Książeczki dla dzieci goszczą u mnie od
dłuższego czasu codziennie. Mój roczny syn ma już swoje ulubione pozycje, a
każdego dnia przeglądamy niemal wszystkie tytuły z jego własnej biblioteczki,
która stale się rozrasta. Uważam, że literatura jest bardzo ważna w rozwoju
dziecka. Rodzice od najmłodszych miesięcy powinni dziecku czytać czy przeglądać
książeczki i opowiadać, co w nich się znajduje. Owszem, dzieci nie będą mogły
się przez skupić, ale czas, jaki im poświęcimy, zaowocuje. Dlatego postanowiłam
stworzyć nowy cykl, poświecony naszym ulubionym książkom. Niektóre są znane
rodzicom a całym świecie, inne dopiero wchodzą na rynek i nie są zbyt
popularne.
Na pierwszy ogień idą dwie pozycje z Akademii Mądrego Dziecka, a mianowicie Moje pierwsze 100 słów i Moje pierwsza 100 pojazdów. Mój syn
zakochał się w tych książeczkach od pierwszego wejrzenia, a i ja jestem nimi
oczarowana. Na uwagę zasługuje fakt, że mają one okienka, a to jeszcze bardziej
przyciąga uwagę dzieci i pozwala im odkrywać nowe słowa.
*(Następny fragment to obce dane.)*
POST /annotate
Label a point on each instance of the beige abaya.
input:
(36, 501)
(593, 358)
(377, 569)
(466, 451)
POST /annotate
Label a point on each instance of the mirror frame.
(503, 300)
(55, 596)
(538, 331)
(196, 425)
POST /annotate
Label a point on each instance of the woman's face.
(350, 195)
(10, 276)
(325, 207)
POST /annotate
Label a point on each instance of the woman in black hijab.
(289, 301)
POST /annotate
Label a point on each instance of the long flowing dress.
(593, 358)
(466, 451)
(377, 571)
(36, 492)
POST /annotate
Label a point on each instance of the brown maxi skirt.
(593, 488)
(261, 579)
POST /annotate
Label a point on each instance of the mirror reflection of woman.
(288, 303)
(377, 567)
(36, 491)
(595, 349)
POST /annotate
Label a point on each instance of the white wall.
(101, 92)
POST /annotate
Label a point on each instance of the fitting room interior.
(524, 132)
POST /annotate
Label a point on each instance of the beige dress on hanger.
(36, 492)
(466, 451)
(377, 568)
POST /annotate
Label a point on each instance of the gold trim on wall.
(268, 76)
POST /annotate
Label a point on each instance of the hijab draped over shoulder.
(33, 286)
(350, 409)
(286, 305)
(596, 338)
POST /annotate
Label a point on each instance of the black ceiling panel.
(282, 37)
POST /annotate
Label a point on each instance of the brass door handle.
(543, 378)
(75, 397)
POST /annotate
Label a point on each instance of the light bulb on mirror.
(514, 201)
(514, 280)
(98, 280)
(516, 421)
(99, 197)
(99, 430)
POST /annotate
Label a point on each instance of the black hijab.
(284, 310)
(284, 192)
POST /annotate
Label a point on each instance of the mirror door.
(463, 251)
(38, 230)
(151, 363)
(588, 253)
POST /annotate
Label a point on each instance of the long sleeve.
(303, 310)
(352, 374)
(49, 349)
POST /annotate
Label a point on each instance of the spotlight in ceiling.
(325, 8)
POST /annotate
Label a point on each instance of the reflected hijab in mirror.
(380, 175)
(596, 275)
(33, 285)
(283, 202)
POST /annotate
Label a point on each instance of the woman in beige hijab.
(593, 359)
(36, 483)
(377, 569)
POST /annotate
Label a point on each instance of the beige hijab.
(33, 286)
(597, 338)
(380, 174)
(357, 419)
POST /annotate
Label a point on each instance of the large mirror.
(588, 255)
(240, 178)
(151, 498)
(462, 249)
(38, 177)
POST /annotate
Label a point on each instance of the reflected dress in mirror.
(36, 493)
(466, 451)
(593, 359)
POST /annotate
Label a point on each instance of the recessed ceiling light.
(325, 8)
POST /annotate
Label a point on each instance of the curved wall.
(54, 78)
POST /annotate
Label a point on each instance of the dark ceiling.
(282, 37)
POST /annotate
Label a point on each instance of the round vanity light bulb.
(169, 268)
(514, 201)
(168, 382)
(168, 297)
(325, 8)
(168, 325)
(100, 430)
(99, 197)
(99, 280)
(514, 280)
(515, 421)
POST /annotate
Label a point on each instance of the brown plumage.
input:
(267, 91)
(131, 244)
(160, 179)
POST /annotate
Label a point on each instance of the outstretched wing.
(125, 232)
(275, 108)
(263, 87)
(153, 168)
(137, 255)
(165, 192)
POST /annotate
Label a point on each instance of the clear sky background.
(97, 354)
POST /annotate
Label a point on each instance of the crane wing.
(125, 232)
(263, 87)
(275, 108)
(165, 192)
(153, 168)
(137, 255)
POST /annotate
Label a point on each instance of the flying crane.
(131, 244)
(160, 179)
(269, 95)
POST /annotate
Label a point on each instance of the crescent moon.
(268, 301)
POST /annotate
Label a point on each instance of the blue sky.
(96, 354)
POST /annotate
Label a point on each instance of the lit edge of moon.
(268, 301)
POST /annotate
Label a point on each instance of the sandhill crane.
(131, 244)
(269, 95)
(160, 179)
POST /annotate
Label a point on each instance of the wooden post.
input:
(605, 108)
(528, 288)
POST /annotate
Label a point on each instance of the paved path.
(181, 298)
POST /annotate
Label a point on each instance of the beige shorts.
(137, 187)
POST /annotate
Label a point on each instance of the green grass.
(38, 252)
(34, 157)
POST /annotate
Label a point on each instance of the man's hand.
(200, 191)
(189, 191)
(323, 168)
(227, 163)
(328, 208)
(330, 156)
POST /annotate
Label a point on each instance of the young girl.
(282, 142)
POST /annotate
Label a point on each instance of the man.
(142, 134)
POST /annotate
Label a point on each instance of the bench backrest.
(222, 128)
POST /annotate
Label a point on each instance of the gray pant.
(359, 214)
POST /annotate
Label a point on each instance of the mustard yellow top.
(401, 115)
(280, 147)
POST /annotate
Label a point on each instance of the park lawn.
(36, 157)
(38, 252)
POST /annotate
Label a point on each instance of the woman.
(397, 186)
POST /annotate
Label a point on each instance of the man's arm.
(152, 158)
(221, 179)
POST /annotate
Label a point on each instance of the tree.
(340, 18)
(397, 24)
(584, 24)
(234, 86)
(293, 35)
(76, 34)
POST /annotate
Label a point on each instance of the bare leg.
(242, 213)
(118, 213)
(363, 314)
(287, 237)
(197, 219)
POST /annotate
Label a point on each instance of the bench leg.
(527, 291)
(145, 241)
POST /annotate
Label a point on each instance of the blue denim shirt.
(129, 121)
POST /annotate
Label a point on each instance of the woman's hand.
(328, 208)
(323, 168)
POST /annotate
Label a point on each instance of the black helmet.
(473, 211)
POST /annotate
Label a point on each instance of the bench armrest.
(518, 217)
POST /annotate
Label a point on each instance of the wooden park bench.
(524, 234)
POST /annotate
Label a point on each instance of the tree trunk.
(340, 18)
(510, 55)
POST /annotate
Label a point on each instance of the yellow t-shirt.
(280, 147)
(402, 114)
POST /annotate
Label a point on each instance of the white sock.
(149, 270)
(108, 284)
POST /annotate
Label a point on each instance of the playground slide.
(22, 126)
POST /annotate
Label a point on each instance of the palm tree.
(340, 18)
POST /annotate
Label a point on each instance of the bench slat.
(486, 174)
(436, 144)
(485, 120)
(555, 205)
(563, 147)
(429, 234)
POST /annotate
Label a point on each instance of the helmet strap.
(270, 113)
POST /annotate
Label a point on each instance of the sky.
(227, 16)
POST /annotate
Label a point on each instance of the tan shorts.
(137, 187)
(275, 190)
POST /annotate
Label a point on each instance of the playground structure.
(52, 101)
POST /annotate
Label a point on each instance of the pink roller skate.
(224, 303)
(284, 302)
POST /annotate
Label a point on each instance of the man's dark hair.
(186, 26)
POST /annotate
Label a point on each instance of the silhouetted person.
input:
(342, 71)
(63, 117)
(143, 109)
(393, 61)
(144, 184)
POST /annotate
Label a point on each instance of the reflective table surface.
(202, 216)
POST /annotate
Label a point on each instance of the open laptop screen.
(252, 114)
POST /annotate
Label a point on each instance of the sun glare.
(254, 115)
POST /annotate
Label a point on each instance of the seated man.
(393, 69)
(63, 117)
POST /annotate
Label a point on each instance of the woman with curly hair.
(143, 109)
Te książki pozwalają dziecku poznać
świat, przy pomocy rodziców. Można opowiadać, pokazywać, a starszemu dziecku
zadawać pytania, łączyć w pary. Według mnie te książeczki nie mają ograniczeń
wiekowych – już maluchy ją pokochają, bo jest kolorowa, pełna obrazków, które
mam czy tata opisują, ale najlepsze są okienka. Mój syn je kocha – za każdym z
nim mogą kryć się jakieś niespodzianki.
O ile 100 pierwszych słów jest dla dzieci ze wszystkich grup wiekowych,
tak 100 pierwszych pojazdów
skierowane jest dla tych starszych. Maluchy będą ją przeglądać, jednak nie
zainteresuje ich ona tak bardzo, jak poprzedniczka.
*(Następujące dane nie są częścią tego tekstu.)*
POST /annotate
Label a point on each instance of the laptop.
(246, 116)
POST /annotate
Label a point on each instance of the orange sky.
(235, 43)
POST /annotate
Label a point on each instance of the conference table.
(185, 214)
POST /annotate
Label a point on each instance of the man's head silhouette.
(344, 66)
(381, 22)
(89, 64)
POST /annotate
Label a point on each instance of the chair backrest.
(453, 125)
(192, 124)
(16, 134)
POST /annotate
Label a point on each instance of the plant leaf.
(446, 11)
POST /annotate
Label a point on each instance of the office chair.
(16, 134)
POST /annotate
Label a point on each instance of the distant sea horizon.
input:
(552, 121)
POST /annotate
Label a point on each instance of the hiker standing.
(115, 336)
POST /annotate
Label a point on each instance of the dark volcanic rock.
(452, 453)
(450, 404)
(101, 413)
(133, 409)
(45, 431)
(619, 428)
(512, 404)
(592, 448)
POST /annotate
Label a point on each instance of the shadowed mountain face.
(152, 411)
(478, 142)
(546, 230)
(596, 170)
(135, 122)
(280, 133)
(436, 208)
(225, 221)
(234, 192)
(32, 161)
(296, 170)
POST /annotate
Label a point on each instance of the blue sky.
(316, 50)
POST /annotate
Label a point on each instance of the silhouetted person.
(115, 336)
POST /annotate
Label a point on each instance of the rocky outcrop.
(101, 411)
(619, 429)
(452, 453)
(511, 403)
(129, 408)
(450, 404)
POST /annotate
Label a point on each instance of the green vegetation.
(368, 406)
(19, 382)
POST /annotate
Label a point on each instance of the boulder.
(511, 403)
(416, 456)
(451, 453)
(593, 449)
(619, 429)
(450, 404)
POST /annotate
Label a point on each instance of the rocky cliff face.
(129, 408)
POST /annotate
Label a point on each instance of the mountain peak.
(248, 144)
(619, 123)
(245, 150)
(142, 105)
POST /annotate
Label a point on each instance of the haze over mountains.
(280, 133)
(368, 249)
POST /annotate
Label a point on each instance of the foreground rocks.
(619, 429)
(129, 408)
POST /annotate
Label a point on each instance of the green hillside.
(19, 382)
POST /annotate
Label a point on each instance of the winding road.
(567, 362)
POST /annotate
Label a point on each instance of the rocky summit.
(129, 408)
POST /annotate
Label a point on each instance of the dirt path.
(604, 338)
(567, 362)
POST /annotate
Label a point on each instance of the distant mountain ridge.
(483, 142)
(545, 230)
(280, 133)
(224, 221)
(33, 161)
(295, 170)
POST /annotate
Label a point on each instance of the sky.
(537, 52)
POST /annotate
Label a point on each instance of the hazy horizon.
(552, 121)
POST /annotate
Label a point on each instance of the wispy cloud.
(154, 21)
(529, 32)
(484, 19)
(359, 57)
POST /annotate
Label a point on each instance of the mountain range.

Te książki są idealnym prezentem.
Pomysłowość, okienka, kolor i twarda okładka sprawiają, że dzieci je kochają,
spędzają nad nimi dużo czasu przeglądając i odkrywając, co kryje się za
ruchomymi obrazkami. Jak dla mnie nie ma lepszej reklamy niż to, że maluch może
sam taką książkę przeglądać i odkrywać świat.
Za możliwość poznania tych książeczek dziękuje Wydawnictwu Egmont!